#' Tidy and prepare a pedigree using graph theory
#'
#' This function takes a pedigree, checks for duplicate and bisexual individuals, detects pedigree loops using graph theory, adds missing founders, assigns generation numbers, sorts the pedigree, and traces the pedigree of specified candidates. If the \code{cand} parameter contains individual IDs, only those individuals and their ancestors or descendants are retained. Tracing direction and the number of generations can be specified using the \code{trace} and \code{tracegen} parameters.
#' 
#' Compared to the legacy version, this function handles cyclic pedigrees more robustly by detecting and reporting loops, and it is generally faster for large pedigrees due to the use of sparse graph algorithms from the \code{igraph} package. Generation assignment is performed using a topological sorting-based algorithm that ensures parents are always placed in a generation strictly above their offspring (TGI algorithm).
#'
#' @param ped A data.table or data frame containing the pedigree. The first three columns must be \strong{individual}, \strong{sire}, and \strong{dam} IDs. Additional columns, such as sex or generation, can be included. Column names can be customized, but their order must remain unchanged. Individual IDs should not be coded as "", " ", "0", "*", or "NA"; otherwise, they will be removed. Missing parents should be denoted by "NA", "0", or "*". Spaces and empty strings ("") are also treated as missing parents but are not recommended.

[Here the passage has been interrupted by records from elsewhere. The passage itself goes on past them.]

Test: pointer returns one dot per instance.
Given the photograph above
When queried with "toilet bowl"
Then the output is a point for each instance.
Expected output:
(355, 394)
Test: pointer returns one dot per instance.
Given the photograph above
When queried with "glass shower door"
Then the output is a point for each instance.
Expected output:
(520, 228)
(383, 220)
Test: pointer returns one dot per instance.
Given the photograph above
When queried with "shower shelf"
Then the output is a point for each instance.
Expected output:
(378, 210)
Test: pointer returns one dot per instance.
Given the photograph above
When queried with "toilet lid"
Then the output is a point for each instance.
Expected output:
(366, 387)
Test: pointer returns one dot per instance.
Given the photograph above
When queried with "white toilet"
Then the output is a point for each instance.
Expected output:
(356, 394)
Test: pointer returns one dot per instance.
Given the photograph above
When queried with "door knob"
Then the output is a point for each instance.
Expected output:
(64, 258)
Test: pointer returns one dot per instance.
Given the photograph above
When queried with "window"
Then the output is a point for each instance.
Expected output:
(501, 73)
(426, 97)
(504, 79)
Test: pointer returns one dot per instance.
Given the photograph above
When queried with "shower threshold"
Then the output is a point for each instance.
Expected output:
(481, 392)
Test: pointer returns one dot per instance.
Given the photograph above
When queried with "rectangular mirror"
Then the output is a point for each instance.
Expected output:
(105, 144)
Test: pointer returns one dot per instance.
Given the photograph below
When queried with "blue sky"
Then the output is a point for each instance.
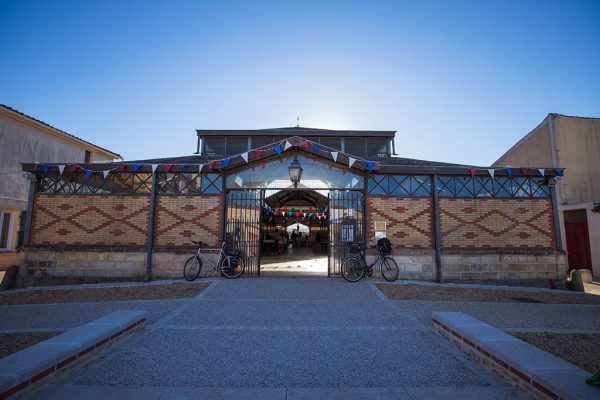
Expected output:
(461, 81)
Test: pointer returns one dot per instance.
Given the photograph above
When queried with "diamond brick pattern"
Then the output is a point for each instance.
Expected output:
(409, 220)
(85, 220)
(181, 218)
(496, 223)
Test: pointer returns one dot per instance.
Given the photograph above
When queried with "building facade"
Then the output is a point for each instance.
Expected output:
(446, 221)
(574, 144)
(26, 139)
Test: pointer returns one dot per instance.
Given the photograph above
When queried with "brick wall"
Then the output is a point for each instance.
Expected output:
(409, 220)
(181, 218)
(87, 220)
(496, 223)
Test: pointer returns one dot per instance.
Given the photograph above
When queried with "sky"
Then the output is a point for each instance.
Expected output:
(460, 81)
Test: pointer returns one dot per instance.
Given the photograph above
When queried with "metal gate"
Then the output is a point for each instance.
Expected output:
(346, 226)
(242, 225)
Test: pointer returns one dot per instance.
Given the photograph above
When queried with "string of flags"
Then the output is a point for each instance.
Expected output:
(278, 148)
(258, 153)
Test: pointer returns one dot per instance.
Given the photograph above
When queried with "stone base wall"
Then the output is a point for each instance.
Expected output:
(42, 267)
(504, 267)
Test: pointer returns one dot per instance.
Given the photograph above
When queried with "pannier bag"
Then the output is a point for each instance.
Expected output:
(384, 245)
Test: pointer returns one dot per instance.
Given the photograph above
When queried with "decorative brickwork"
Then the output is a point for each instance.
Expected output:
(90, 220)
(496, 223)
(181, 218)
(409, 221)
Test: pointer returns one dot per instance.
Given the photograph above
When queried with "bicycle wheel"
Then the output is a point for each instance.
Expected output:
(389, 269)
(192, 268)
(233, 267)
(353, 269)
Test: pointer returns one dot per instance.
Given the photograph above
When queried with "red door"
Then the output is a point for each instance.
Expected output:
(578, 242)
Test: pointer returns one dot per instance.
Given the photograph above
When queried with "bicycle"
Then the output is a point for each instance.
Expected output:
(231, 265)
(354, 266)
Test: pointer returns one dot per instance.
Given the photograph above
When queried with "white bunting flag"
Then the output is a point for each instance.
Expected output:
(542, 171)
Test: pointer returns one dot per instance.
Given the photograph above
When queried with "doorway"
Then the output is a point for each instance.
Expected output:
(294, 240)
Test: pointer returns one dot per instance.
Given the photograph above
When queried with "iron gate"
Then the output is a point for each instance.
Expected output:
(346, 226)
(242, 225)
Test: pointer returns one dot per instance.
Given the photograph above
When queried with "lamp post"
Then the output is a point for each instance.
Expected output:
(295, 171)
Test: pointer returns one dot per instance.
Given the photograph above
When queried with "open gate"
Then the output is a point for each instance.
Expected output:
(346, 226)
(242, 225)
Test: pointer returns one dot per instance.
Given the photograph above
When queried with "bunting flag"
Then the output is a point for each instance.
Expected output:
(542, 171)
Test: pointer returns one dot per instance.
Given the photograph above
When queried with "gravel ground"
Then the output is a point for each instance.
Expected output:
(147, 292)
(580, 349)
(13, 342)
(444, 293)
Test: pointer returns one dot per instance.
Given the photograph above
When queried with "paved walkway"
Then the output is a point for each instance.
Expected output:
(279, 338)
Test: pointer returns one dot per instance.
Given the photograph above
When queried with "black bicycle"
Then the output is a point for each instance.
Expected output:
(230, 263)
(354, 266)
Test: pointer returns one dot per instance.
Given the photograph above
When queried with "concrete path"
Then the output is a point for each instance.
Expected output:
(282, 338)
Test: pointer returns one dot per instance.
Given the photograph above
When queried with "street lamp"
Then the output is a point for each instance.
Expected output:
(295, 171)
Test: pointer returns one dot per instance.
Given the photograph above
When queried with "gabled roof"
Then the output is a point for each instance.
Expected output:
(55, 131)
(292, 131)
(389, 165)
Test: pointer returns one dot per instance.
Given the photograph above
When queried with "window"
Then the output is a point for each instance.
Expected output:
(4, 231)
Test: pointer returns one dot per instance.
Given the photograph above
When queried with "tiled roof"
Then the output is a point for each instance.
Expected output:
(115, 155)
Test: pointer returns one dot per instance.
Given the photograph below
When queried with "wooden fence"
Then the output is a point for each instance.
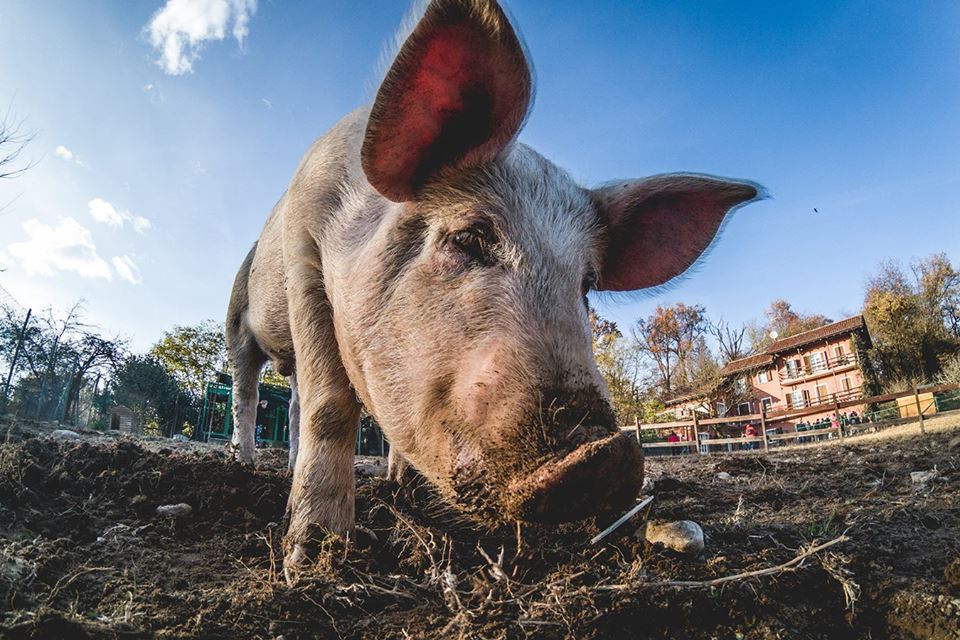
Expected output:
(768, 436)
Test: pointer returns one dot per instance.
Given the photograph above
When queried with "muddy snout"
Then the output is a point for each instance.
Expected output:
(598, 475)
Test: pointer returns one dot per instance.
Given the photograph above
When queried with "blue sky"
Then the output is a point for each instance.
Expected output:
(153, 180)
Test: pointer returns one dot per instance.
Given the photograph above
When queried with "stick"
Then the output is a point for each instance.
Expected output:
(780, 568)
(629, 514)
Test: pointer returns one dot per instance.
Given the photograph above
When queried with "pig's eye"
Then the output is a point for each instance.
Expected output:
(473, 243)
(589, 282)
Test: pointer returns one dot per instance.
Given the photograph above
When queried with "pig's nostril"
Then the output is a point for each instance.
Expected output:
(603, 473)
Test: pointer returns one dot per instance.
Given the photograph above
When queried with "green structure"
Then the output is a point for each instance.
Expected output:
(273, 422)
(216, 416)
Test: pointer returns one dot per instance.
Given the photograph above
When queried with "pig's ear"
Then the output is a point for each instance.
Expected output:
(456, 95)
(657, 228)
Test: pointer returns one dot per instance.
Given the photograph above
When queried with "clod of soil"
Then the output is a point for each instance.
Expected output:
(83, 554)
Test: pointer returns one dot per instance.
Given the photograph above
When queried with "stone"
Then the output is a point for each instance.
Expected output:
(682, 536)
(174, 510)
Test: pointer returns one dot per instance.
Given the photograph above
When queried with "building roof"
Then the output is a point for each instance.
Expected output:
(848, 325)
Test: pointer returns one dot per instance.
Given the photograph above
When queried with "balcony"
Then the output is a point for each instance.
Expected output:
(825, 401)
(794, 374)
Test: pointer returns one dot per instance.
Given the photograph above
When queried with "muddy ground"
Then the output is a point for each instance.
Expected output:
(84, 555)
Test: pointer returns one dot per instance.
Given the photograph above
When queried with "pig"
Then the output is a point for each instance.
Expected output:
(427, 266)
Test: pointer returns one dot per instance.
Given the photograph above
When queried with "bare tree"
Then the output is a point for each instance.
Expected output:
(729, 339)
(13, 140)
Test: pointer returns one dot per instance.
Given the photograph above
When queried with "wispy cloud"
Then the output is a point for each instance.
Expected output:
(127, 269)
(181, 28)
(106, 213)
(68, 246)
(68, 155)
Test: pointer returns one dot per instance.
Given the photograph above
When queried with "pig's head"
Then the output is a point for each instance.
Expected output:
(466, 329)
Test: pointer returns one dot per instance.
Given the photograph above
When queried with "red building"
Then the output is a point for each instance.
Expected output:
(808, 370)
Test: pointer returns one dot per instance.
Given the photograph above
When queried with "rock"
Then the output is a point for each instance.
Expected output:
(174, 510)
(683, 536)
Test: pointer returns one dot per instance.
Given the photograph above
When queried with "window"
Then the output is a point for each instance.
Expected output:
(814, 362)
(841, 355)
(823, 393)
(798, 399)
(741, 385)
(793, 368)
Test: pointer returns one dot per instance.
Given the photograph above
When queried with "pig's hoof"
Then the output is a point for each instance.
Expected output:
(294, 563)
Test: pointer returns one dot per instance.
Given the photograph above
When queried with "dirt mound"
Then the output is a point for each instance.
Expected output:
(84, 555)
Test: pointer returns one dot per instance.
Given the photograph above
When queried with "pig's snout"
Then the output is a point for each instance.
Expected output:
(598, 475)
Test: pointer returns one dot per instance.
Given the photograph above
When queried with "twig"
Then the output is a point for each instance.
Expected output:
(629, 514)
(703, 584)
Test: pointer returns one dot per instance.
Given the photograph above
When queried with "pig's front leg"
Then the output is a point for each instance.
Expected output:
(322, 496)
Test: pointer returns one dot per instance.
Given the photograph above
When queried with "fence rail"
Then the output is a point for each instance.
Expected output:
(703, 444)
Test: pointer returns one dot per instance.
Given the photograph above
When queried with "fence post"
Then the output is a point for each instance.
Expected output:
(696, 432)
(763, 427)
(836, 410)
(13, 363)
(916, 399)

#' @param cand A character vector of individual IDs, or NULL. If provided, only the candidates and their ancestors/descendants are retained.
#' @param trace A character value specifying the tracing direction: "\strong{up}", "\strong{down}", or "\strong{all}". "up" traces ancestors; "down" traces descendants; "all" traces the union of ancestors and descendants. This parameter is only used if \code{cand} is not NULL. Default is "up".
#' @param tracegen An integer specifying the number of generations to trace. This parameter is only used if \code{trace} is not NULL. If NULL or 0, all available generations are traced.
#' @param addgen A logical value indicating whether to generate generation numbers. Default is TRUE, which adds a \strong{Gen} column to the output.
#' @param addnum A logical value indicating whether to generate a numeric pedigree. Default is TRUE, which adds \strong{IndNum}, \strong{SireNum}, and \strong{DamNum} columns to the output.
#' @param inbreed A logical value indicating whether to calculate inbreeding coefficients. Default is FALSE. If TRUE, an \strong{f} column is added to the output.
#' @param ... Additional arguments passed to \code{\link{inbreed}}.
#' 
#' @return A \code{tidyped} object (which inherits from \code{data.table}). Individual, sire, and dam ID columns are renamed to \strong{Ind}, \strong{Sire}, and \strong{Dam}. Missing parents are replaced with \strong{NA}. The \strong{Sex} column contains "male", "female", or NA. The \strong{Cand} column is included if \code{cand} is not NULL. The \strong{Gen} column is included if \code{addgen} is TRUE. The \strong{IndNum}, \strong{SireNum}, and \strong{DamNum} columns are included if \code{addnum} is TRUE. The \strong{f} column is included if \code{inbreed} is TRUE.
#' 
#' @seealso \code{\link{summary.tidyped}}
#'
#' @examples
#' library(visPedigree)
#' library(data.table)
#'
#' # Tidy a simple pedigree
#' tidy_ped <- tidyped(simple_ped)
#' head(tidy_ped)
#'
#' # Trace ancestors of a specific individual within 2 generations
#' tidy_ped_tracegen <- tidyped(simple_ped, cand = "J5X804", trace = "up", tracegen = 2)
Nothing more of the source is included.